Carmelau Monestime (April 6, 1931 – January 16, 2016) was a Haitian-born American community leader, activist and broadcaster. Monestime was a pioneer of Haitian Creole radio broadcasting in South Florida. In 1978, Monestime co-established Express Publicite Radio on WMBM, the first Haitian radio show to be broadcast in South Florida and the Miami metropolitan area. Express Publicite Radio aired on WMBM (1490 AM) for thirty years. Monestime also established and launched Radio Collective Internationale on 99.1 FM, the first radio station to be owned and operated by Haitians and Haitian Americans.

Monestime was born in Gonaïves, Haiti, on April 6, 1931. He fled from Haiti to the United States in 1964 to escape the dictatorship of François "Papa Doc" Duvalier. He settled to New York City. During the 1960s and 1970s, Monestime operated some of the first Haitian nightclubs in New York City, including The Flatbush Terrace, which was located in Brooklyn.

In 1977, he and his wife, Elvire Monestime, moved from New York to Miami, Florida. He owned his driving school, Panorama Express Driving School, which he opened shortly after relocating to Miami.

Monestime became a noted broadcaster and activist for the Haitian community in South Florida. He lobbied the U.S. federal government to grant legal resident status to undocumented Haitian immigrants.
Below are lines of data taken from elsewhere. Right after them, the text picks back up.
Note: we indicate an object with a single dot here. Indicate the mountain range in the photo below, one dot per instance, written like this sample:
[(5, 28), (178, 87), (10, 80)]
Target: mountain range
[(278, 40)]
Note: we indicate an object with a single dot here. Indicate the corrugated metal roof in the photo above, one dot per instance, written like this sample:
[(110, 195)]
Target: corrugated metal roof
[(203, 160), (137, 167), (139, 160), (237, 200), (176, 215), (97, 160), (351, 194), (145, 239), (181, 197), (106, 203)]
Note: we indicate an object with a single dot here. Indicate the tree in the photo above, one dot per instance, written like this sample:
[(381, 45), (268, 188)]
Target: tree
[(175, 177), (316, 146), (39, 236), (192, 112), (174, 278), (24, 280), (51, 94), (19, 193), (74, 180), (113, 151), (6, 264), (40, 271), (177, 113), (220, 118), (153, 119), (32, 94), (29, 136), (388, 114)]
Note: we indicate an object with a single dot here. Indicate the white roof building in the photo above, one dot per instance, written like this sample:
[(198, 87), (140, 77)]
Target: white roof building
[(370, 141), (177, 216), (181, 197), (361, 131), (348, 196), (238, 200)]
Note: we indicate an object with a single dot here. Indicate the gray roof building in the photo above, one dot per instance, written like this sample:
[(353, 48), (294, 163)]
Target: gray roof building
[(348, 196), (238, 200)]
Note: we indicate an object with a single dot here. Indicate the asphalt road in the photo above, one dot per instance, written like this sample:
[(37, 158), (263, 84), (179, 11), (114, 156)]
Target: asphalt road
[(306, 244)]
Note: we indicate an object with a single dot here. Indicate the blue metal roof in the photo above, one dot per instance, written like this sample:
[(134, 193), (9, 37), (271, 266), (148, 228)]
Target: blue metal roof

According to Gepsie Metellus, the executive director of Sant La, a Haitian Neighborhood Center in Miami, "He was always at the forefront of significant community issues, whether it was the Haitian boat crisis or making sure our government would grant status to Haitians to make a new life in the U.S...He represents a lasting and important legacy … and a model and example for us to emulate in how we move forward."

In 1978, Monestime partnered with two colleagues, Pierre Mendes Alcindor, a psychology student, and Ferdinand Forté, a newscaster, to create the Express Publicite Radio on WMBM 1490-AM. Express Publicite Radio, which aired on WMBM for more than thirty years, was the first Haitian Creole radio show in South Florida. The show celebrated its 30th anniversary in 2008.

Carmelau Monestime died on January 16, 2016, at the age of 84. Monestime, who was predeceased by his wife, Elvire, was survived by his two sisters, four children, six grandchildren and five great-grandchildren.